Deutscher Gewerkschaftsbund

02.10.2019

Freundschaftlicher Rat eines Europäers

Nicht ohne Grund fordert Deutschland einen politischen Kurswechsel der Europäischen Zentralbank. Der beste Weg, um das zu erreichen, ist einfach: Die Bundesregierung sollte aufhören, der gesamten Eurozone eine Sparpolitik aufzuzwingen. Ein offener Brief an meine deutschen Freunde.

 

Von Guillaume Duval

Mario Draghi sitzt hinter einem Tisch mit Mikrophon und lächelt mit leicht gesenktem Blick.

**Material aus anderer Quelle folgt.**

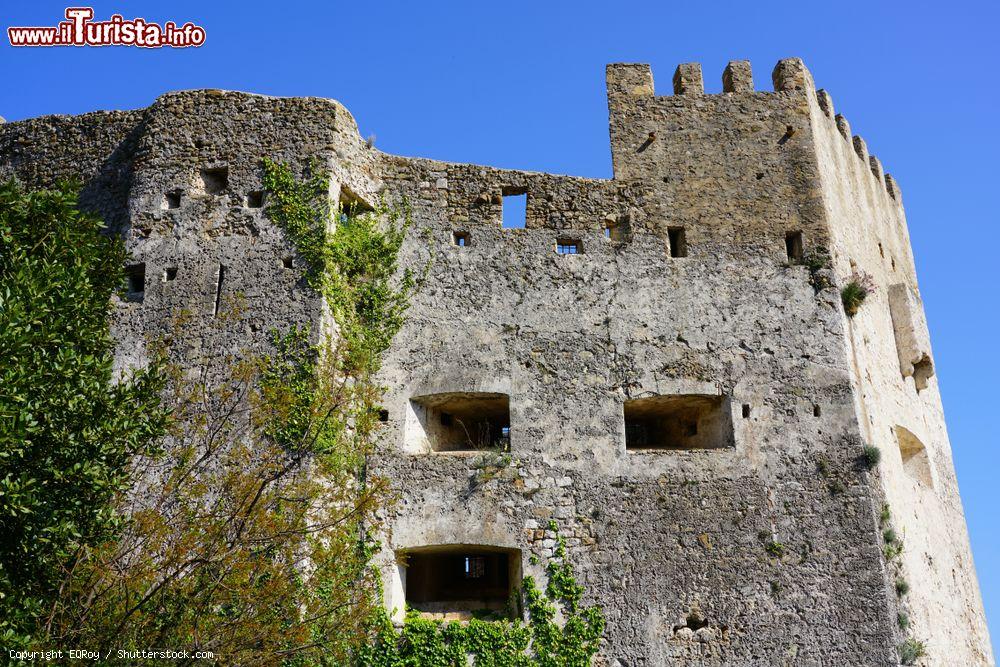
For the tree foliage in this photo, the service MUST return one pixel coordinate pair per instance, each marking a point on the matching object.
(250, 535)
(68, 428)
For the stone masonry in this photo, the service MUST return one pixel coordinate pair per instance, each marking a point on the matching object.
(763, 544)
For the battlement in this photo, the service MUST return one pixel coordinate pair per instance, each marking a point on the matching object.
(666, 377)
(631, 86)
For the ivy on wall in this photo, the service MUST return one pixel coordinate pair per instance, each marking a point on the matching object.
(541, 641)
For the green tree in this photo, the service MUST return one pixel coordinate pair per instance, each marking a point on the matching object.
(68, 427)
(251, 536)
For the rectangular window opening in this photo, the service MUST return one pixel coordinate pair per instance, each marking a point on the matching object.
(456, 422)
(569, 246)
(515, 208)
(172, 199)
(215, 180)
(461, 582)
(218, 289)
(136, 274)
(678, 422)
(351, 204)
(793, 247)
(678, 242)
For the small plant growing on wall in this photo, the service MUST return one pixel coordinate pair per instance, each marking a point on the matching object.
(911, 650)
(854, 293)
(817, 260)
(871, 456)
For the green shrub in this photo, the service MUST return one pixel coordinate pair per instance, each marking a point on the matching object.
(541, 642)
(911, 650)
(68, 428)
(856, 291)
(871, 456)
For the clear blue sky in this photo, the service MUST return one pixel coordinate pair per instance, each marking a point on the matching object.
(521, 84)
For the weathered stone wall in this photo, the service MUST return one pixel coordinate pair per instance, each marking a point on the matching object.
(657, 535)
(865, 209)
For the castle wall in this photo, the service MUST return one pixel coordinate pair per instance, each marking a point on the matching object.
(656, 535)
(865, 210)
(772, 543)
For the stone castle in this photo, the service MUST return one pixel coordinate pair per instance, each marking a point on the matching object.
(680, 389)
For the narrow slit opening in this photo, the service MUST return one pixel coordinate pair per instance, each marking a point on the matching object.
(218, 289)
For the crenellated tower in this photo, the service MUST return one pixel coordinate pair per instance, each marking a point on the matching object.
(660, 362)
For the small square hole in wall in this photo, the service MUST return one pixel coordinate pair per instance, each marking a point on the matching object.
(678, 242)
(215, 180)
(515, 208)
(569, 246)
(172, 199)
(136, 274)
(352, 204)
(793, 247)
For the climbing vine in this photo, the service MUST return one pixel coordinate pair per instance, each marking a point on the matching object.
(541, 641)
(354, 267)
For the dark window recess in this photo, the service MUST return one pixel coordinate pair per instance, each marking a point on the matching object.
(136, 274)
(463, 421)
(515, 208)
(218, 288)
(475, 567)
(678, 242)
(215, 180)
(793, 247)
(689, 421)
(352, 204)
(569, 247)
(172, 199)
(461, 582)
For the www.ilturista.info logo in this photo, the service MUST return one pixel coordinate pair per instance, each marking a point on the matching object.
(80, 30)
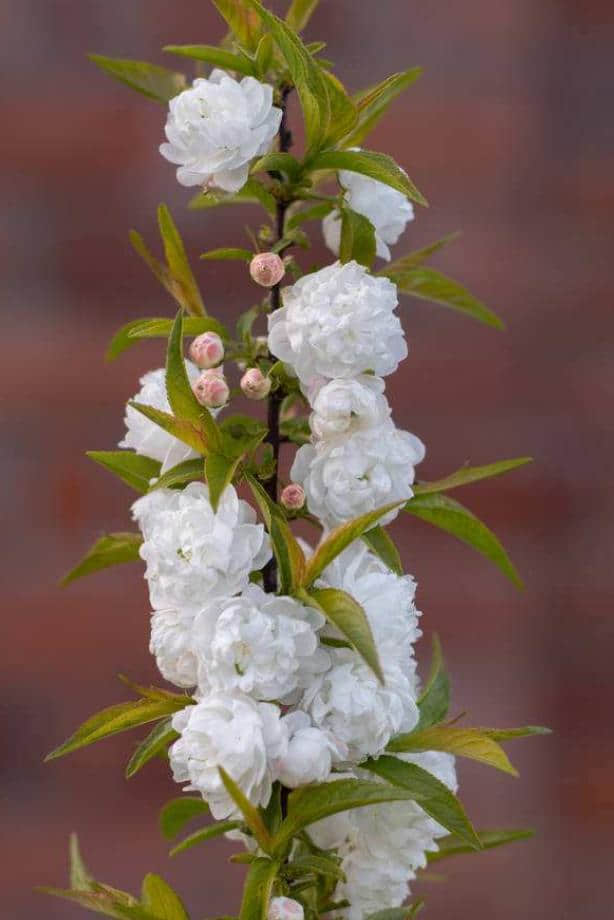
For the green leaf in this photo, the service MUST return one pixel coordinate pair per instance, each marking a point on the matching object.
(112, 549)
(449, 515)
(467, 474)
(158, 897)
(159, 328)
(340, 538)
(80, 876)
(300, 13)
(185, 431)
(242, 19)
(279, 162)
(375, 165)
(181, 397)
(380, 542)
(178, 812)
(434, 701)
(357, 238)
(428, 792)
(417, 257)
(219, 57)
(133, 469)
(155, 743)
(306, 76)
(350, 619)
(119, 718)
(462, 742)
(205, 833)
(251, 815)
(428, 284)
(228, 254)
(373, 103)
(180, 475)
(452, 845)
(253, 192)
(288, 553)
(179, 267)
(219, 471)
(309, 804)
(258, 889)
(155, 82)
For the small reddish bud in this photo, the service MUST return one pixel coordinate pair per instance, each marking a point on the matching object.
(254, 384)
(293, 497)
(207, 350)
(211, 389)
(267, 269)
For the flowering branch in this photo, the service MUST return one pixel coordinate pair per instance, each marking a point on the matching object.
(297, 719)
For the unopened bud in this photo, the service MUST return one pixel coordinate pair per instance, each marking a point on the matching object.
(293, 497)
(285, 909)
(267, 269)
(211, 389)
(254, 384)
(207, 350)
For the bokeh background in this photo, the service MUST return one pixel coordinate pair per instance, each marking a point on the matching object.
(509, 134)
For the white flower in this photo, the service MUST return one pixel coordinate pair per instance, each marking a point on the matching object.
(388, 210)
(171, 644)
(285, 909)
(343, 406)
(194, 554)
(259, 644)
(233, 732)
(346, 478)
(382, 846)
(310, 753)
(147, 438)
(216, 127)
(338, 322)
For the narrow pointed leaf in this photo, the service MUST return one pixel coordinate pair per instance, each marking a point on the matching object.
(373, 103)
(351, 620)
(428, 792)
(155, 82)
(449, 515)
(133, 469)
(453, 846)
(178, 264)
(250, 814)
(205, 833)
(434, 701)
(468, 474)
(375, 165)
(258, 889)
(309, 804)
(156, 742)
(219, 57)
(428, 284)
(340, 538)
(178, 812)
(112, 549)
(462, 742)
(381, 543)
(159, 898)
(118, 718)
(357, 238)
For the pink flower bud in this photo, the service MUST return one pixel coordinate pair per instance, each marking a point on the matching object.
(254, 384)
(285, 909)
(293, 497)
(207, 350)
(211, 389)
(267, 269)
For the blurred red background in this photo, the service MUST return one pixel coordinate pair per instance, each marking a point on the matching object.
(509, 134)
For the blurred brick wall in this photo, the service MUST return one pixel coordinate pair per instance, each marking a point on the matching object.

EZB-Präsident Mario Draghi hat mit seiner Geldpolitik die Euro-Zone gerettet und kann daher trotz aller Kritik noch lächeln. DGB/European Parliament/Flickr/CC BY-NC-ND 2.0

Liebe Nachbarn und Freunde in Deutschland,

Am 12. September kündigte der scheidende Präsident der Europäischen Zentralbank (EZB), Mario Draghi, eine Neuauflage der „Quantitative Lockerung“ an. Dabei handelt es sich um eine Politik, die der europäischen Wirtschaft Liquidität zuführen soll, um sie so zu unterstützen. Diese Ankündigung hat bei Ihnen für Entsetzen gesorgt. Das Boulevardblatt „Bild“ ging sogar so weit, eine Fotomontage mit „Graf Draghila“ zu betiteln, der die deutschen Sparkonten wie ein Vampir aussaugt. Ich möchte Ihnen sagen, dass Sie – auch wenn viele von Ihnen es offensichtlich übertreiben, insbesondere bei der Bild-Zeitung – in vielerlei Hinsicht Recht haben, wenn Sie die Geldpolitik der EZB stark kritisieren.

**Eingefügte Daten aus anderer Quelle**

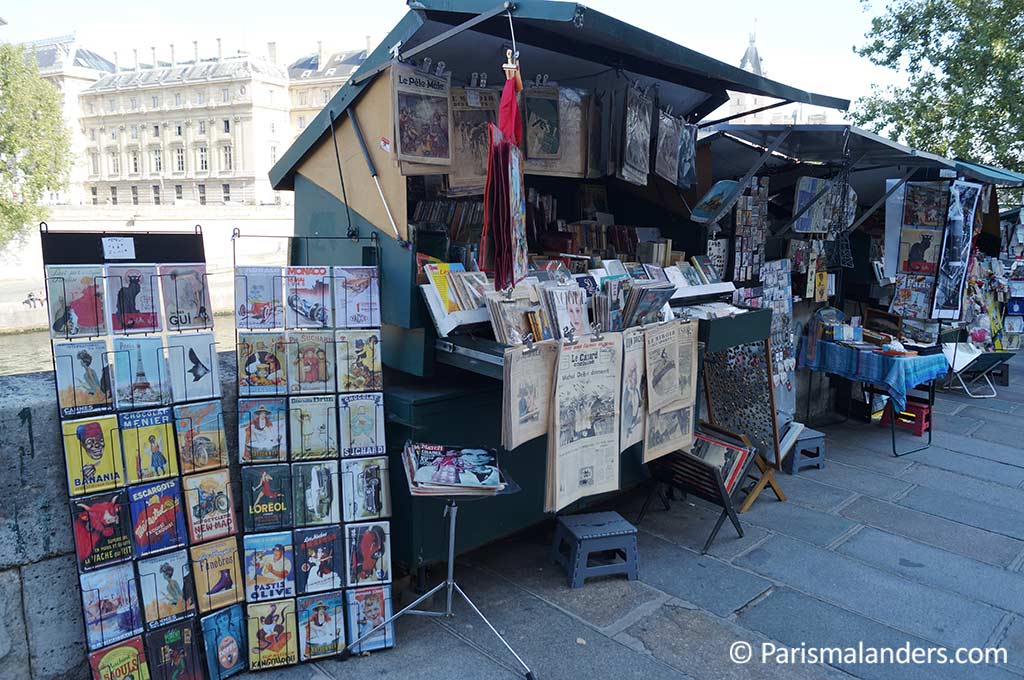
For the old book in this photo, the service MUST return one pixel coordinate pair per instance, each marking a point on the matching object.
(217, 572)
(366, 489)
(167, 588)
(269, 566)
(77, 300)
(101, 524)
(83, 376)
(92, 455)
(272, 635)
(266, 497)
(209, 505)
(320, 559)
(150, 451)
(110, 604)
(186, 296)
(314, 493)
(312, 427)
(307, 295)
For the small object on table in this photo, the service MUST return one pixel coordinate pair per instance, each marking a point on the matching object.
(595, 533)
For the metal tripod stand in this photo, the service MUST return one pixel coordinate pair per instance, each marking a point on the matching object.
(451, 588)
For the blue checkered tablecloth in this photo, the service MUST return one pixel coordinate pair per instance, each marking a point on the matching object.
(896, 374)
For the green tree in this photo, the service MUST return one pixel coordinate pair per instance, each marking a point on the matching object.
(35, 144)
(964, 60)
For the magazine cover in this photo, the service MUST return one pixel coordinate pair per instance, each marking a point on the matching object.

Es ist wahr, dass sie sehr ungerecht ist. Sie bestraft die Armen und die Mittelschicht, deren Ersparnisse nur noch sehr niedrig verzinst werden – meist unterhalb der Inflation –, während sie gleichzeitig die Preise für Vermögenswerte, Aktien und Immobilien in die Höhe treibt. Dabei sind es doch die reichsten Menschen in Deutschland und anderswo, die den größten Teil der Vermögen besitzen: Die Ungleichheiten in diesem Bereich sind viel größer als beim Einkommen.

Die Politik der EZB schadet Armen und der Mittelschicht

Die Politik der EZB ermöglicht diesen sehr Reichen, beim Verkauf von Vermögenswerten sehr große Kapitalgewinne zu erzielen. Und der Anstieg der Immobilienpreise, den sie fördert, erschwert den Erwerb von Wohneigentum für diejenigen ohne Vermögen, und zwar trotz niedriger Zinsen. Zudem treibt die EZB-Politik die Mieten in die Höhe und reduziert die Kaufkraft der Mieter. Die Spekulanten und Börsenmakler an den Finanzmärkten – genau die Menschen, die uns 2008-2009 ruiniert haben! – beginnen erneut, mehr als interessante Einnahmen und Provisionen zu kassieren. Gleichzeitig haben die Armen und der Mittelschicht stark unter der Sparpolitik gelitten. Sie schmälert durch Steuererhöhungen ihre Kaufkraft und verschlechtert obendrein ihren Lebensstandard, indem sie die öffentlichen Dienstleistungen einschränkt.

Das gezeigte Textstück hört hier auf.